Immer wieder erstaunlich, wie die japanischen Techniker damals ihre Kardanmaschinen in Sachen Fahr- und Federungseigenschaften kultivieren konnten. Auch ohne aufwendige Momentabstützung hält sich der Fahrstuhl-Effekt der XJ in Grenzen. Was natürlich auch damit zusammenhängt, dass der Federweg hinten mit nicht einmal 100 mm recht knapp bemessen ist und dem Auf und Ab des Kardans wenig Freiheit einräumt.
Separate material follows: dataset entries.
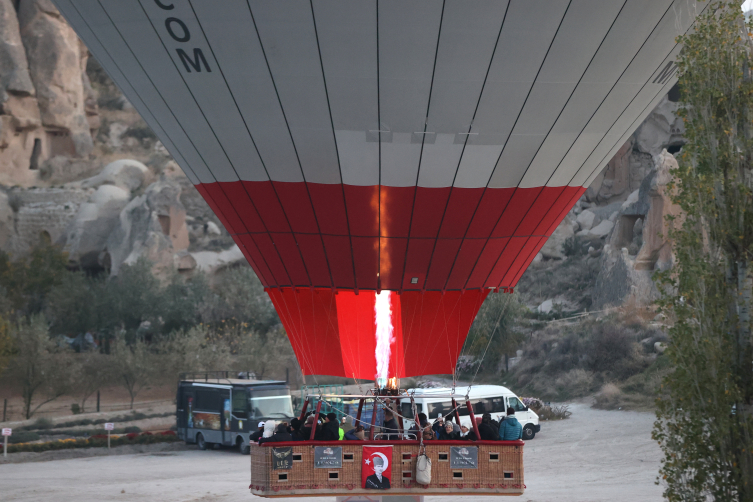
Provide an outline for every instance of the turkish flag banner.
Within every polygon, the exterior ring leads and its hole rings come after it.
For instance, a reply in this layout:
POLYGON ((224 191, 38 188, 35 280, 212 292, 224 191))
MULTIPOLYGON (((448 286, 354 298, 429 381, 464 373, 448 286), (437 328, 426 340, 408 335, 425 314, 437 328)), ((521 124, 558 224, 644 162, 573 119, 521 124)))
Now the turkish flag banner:
POLYGON ((388 490, 392 477, 392 446, 364 446, 361 487, 388 490))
"Sicher und fadingfrei verzögert die Brems­anlage. Völlig ohne Tadel wäre die Doppelscheibenbremse, wenn sie weniger Handkraft bräuchte. Erstaunlich gut funktioniert die Trommelbremse, fein dosierbar und von guter Wirkung." Womit der Auszug aus MOTORRAD 6/1980 auch das Thema Bremsen beleuchtet hat. Aus technischer Sicht ist es kein Wunder, dass sich die Einkolben-Schwimmsättel mit 230 Kilogramm Gewicht schwer tun. Sie wirken auf kleine 267er-Scheiben mit entsprechendem Übersetzungsverhältnis.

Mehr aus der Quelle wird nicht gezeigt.